Skipped from upstream

HueSaturationTranslation (marginal mIoU contribution) is not included by default. Add it yourself if you want the full upstream recipe.

Live Minecraft-style visualization (viser)¶

Set viz.enabled=true to launch an embedded viser server while training. The visualizer renders one scan from each batch as three side-by-side voxel scenes:

Left — input RGB (per-voxel mean color)
Middle — ground-truth segmentation (per-voxel majority label)
Right — model prediction (per-voxel majority argmax)

Each occupied voxel is drawn as an axis-aligned cube, giving the scene a Minecraft-like look that makes the discrete sparse-conv grid structure obvious. The scene refreshes at most once every viz.interval_seconds seconds so it never stalls the training loop.

# Train + visualize
python examples/train/scannet.py viz.enabled=true viz.port=8080 viz.interval_seconds=10
# Open http://localhost:8080

viser full UI — three side-by-side cube scenes + GUI sidebar

The three panels (input · GT · prediction) use the same camera and identical voxelization, so misclassified voxels jump out as color speckles when the right panel diverges from the middle one.

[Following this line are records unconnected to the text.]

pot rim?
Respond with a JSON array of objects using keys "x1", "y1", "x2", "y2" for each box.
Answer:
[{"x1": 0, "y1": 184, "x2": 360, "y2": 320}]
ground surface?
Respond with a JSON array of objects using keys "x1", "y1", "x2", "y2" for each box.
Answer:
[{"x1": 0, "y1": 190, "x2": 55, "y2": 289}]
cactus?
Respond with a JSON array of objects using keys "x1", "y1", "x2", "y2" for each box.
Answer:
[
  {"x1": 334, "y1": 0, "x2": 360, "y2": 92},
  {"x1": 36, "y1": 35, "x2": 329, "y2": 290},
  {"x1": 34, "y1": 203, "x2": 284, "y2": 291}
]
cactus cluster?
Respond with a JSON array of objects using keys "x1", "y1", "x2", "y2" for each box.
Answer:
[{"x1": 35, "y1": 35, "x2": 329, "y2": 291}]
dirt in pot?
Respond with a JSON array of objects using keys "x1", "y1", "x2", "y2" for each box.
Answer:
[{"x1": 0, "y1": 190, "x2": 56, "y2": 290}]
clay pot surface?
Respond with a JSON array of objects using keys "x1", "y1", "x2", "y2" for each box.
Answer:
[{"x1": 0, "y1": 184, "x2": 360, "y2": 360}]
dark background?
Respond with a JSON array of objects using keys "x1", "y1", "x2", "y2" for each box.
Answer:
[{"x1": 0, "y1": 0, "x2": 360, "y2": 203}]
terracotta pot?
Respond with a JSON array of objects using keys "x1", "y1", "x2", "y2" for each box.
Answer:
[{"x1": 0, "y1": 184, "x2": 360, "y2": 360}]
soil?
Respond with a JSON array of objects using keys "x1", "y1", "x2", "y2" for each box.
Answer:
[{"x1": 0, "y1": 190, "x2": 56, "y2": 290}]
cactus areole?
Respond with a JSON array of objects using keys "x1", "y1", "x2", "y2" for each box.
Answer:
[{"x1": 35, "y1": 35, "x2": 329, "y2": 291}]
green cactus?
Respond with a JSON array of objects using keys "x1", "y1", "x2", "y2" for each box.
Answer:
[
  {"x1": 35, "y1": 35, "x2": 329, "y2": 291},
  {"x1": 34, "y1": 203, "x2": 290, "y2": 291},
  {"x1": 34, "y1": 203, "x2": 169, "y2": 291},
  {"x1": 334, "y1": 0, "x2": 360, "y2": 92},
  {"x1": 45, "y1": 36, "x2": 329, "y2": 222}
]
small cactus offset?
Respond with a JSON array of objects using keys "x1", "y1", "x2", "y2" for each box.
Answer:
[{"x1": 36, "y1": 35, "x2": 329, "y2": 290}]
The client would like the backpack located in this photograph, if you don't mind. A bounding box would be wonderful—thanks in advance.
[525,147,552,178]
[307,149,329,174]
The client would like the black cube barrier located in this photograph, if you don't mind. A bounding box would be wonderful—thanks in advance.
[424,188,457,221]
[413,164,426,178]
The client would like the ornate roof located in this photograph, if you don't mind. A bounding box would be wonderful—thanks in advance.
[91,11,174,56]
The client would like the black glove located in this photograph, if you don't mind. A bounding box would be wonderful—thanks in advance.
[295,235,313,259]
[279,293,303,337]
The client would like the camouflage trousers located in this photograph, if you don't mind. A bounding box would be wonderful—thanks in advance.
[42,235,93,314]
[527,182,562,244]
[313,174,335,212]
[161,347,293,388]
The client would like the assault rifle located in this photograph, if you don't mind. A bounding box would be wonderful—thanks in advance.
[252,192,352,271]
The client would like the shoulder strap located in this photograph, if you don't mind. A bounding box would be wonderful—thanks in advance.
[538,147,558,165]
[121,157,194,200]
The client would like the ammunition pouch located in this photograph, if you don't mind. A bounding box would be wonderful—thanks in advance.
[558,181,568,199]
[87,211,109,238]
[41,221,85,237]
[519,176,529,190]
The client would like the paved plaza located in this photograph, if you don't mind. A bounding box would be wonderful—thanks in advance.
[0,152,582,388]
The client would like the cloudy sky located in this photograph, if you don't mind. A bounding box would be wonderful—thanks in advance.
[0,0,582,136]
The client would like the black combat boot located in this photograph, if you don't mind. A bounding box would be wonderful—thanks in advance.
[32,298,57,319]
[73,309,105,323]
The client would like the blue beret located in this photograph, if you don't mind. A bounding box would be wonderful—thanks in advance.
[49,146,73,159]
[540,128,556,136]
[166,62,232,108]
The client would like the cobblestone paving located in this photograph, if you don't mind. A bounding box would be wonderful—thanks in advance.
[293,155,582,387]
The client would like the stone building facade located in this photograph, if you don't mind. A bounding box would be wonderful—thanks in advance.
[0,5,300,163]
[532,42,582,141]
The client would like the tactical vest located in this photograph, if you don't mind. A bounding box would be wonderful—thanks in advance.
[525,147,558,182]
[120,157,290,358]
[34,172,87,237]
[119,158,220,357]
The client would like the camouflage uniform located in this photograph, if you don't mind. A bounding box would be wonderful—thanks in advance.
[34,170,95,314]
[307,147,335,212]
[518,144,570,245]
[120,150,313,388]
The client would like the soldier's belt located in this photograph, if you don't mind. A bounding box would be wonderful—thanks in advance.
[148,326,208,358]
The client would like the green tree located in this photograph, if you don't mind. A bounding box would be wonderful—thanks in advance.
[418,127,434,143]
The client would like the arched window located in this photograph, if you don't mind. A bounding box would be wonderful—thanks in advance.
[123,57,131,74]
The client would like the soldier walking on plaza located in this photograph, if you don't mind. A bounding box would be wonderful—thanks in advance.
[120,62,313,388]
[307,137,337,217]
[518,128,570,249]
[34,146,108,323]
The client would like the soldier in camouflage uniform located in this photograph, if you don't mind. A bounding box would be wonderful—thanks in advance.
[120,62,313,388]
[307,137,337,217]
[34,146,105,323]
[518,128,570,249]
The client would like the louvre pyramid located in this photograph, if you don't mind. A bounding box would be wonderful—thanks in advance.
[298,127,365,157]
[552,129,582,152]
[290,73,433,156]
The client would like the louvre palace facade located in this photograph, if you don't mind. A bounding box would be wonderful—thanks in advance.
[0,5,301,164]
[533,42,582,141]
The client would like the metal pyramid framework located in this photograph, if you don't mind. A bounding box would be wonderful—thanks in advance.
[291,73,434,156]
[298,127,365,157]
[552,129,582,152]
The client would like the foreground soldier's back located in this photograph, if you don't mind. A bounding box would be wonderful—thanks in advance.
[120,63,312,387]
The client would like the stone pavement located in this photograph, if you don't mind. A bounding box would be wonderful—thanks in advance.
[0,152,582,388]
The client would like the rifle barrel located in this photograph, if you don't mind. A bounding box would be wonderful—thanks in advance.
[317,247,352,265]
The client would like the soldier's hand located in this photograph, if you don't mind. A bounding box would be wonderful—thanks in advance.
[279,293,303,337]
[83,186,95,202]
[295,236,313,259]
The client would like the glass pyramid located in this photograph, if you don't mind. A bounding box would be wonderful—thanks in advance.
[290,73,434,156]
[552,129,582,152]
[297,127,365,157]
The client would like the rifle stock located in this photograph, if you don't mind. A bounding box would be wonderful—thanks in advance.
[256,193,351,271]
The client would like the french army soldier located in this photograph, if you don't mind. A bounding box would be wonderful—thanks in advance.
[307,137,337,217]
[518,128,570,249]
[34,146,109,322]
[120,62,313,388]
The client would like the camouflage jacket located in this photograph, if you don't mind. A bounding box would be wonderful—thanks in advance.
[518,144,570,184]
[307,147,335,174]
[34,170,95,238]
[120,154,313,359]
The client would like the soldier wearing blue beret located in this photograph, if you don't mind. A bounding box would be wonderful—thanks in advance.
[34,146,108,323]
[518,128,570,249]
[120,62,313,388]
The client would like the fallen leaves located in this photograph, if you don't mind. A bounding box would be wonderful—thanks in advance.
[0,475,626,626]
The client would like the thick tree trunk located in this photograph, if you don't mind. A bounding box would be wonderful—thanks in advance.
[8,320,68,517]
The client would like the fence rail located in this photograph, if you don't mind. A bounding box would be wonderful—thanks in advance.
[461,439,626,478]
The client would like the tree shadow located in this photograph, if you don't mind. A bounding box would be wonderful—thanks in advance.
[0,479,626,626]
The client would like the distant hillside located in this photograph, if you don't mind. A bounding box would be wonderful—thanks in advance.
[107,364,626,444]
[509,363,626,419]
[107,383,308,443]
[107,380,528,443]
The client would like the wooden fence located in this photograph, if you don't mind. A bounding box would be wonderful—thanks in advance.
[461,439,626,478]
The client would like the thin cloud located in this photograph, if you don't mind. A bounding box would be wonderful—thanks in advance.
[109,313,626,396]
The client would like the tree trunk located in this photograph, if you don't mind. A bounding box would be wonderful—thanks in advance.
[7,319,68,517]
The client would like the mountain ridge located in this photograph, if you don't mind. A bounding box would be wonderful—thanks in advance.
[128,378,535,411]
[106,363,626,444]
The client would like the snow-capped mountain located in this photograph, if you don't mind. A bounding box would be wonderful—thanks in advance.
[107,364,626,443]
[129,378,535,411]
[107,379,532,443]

viser cube panels close-up

The GUI sidebar surfaces live metrics — total occupied voxels, voxel-level accuracy of the current frame, and the current epoch / step — alongside a class-color legend matching the standard ScanNet 20-class palette.

viser GUI sidebar with class legend

About these screenshots

The screenshots above were captured by running the visualizer against a hand-crafted synthetic mini-room (no GPU, no ScanNet data, no checkpoint required). Regenerate them with:

```bash
pip install viser trimesh playwright
playwright install chromium
python docs/examples/scripts/capture_viser_screenshots.py
```

Expected output¶

Each epoch prints a progress bar followed by test-set evaluation with accuracy and mean IoU:

Train Epoch: 1 Loss:  2.143: 100%|██████████| 104/104
Test set: Average loss:  1.8234, Accuracy:  42.15%, mIoU:  18.73%

After 100 epochs with default settings, expect roughly:

Overall accuracy: ~75-80%
mIoU: ~55-65%

Results will vary with augmentation, model choice, and voxel size. This example is intended as a starting point, not a benchmark-tuned recipe.